As outras firmas aqui estabelecidas não podiam deixar de seguir o caminho certo e seguro, cuja bússola usada era o bem bolado 3B. Se saíssem de rota, o barco iria a pique, e adeus freguesia. Para dar cumprimento aos dois primeiros itens (bom e bonito), grande parte do estoque era de origem estrangeira. Quanto ao último, bastava que um astuto comerciante baixasse o preço. Funcionava como um potente freio nas quatro rodas do traiçoeiro veículo de inflação, e o maceioense passava anos e anos sabendo quanto custava o que desejava comprar, seguindo um orçamento previamente preparado. Ai que saudade!
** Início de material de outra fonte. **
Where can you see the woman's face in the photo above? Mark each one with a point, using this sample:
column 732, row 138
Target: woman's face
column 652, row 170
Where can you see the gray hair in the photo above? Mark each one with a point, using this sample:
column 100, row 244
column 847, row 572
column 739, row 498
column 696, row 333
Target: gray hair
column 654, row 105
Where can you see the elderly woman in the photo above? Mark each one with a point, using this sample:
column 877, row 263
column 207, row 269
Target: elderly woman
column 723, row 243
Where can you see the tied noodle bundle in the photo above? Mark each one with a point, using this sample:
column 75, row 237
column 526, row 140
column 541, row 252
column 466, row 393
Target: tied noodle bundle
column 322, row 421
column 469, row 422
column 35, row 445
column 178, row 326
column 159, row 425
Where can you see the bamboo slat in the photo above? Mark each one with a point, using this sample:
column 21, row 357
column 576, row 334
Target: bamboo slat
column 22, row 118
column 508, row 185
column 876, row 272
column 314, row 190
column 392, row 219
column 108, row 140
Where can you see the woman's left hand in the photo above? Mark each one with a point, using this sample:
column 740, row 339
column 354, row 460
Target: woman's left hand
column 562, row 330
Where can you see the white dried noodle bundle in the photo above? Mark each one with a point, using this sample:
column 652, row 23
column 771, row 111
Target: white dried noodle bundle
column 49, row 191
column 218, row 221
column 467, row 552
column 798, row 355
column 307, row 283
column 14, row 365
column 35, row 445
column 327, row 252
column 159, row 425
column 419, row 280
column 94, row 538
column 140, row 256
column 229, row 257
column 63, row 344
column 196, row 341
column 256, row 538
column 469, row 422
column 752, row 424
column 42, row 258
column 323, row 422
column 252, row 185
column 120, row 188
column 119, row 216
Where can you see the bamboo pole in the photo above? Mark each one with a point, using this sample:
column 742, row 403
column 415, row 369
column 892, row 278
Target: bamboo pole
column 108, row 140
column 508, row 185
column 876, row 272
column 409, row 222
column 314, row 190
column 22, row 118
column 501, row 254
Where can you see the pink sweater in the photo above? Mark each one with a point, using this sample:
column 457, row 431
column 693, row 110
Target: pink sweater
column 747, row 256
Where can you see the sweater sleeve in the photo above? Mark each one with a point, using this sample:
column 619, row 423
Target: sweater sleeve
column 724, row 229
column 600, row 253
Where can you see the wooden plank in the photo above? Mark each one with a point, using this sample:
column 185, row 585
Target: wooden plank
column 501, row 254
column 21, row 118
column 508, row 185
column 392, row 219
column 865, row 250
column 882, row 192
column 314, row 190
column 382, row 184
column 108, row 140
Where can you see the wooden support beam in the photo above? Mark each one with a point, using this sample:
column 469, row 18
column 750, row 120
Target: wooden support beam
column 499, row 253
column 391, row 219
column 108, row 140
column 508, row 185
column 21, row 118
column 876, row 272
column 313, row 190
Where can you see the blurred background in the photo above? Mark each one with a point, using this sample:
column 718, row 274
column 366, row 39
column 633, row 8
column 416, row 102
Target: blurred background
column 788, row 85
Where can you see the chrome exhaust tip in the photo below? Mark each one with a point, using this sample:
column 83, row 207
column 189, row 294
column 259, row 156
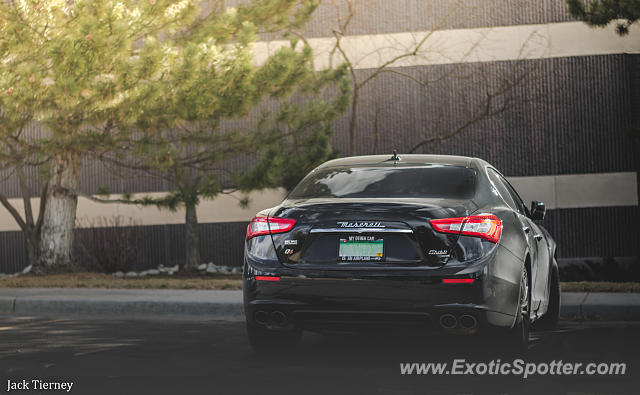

Anúncio das Lojas Brasileiras com a origem do seu segundo nome, 4 e 400

No grande palco da renhida luta entravam as lojas de tecido: Brasileira, Violeta, Jacy, Povo, Paris, Iracema, Favorita, Paulista, Metro de Ouro, Colosso e Progresso. Esta última contava com a grande ajuda de Laurentino, com seu célebre pregão: “Mas quem quer comprar, sedas, sedas e mais sedas, por cima de sedas, na Loja Progresso, do seu Virgílio Cabral!” Na Paris, os caixeiros mediam os tecidos puxando o metro, que ficava preso no teto por uma haste metálica.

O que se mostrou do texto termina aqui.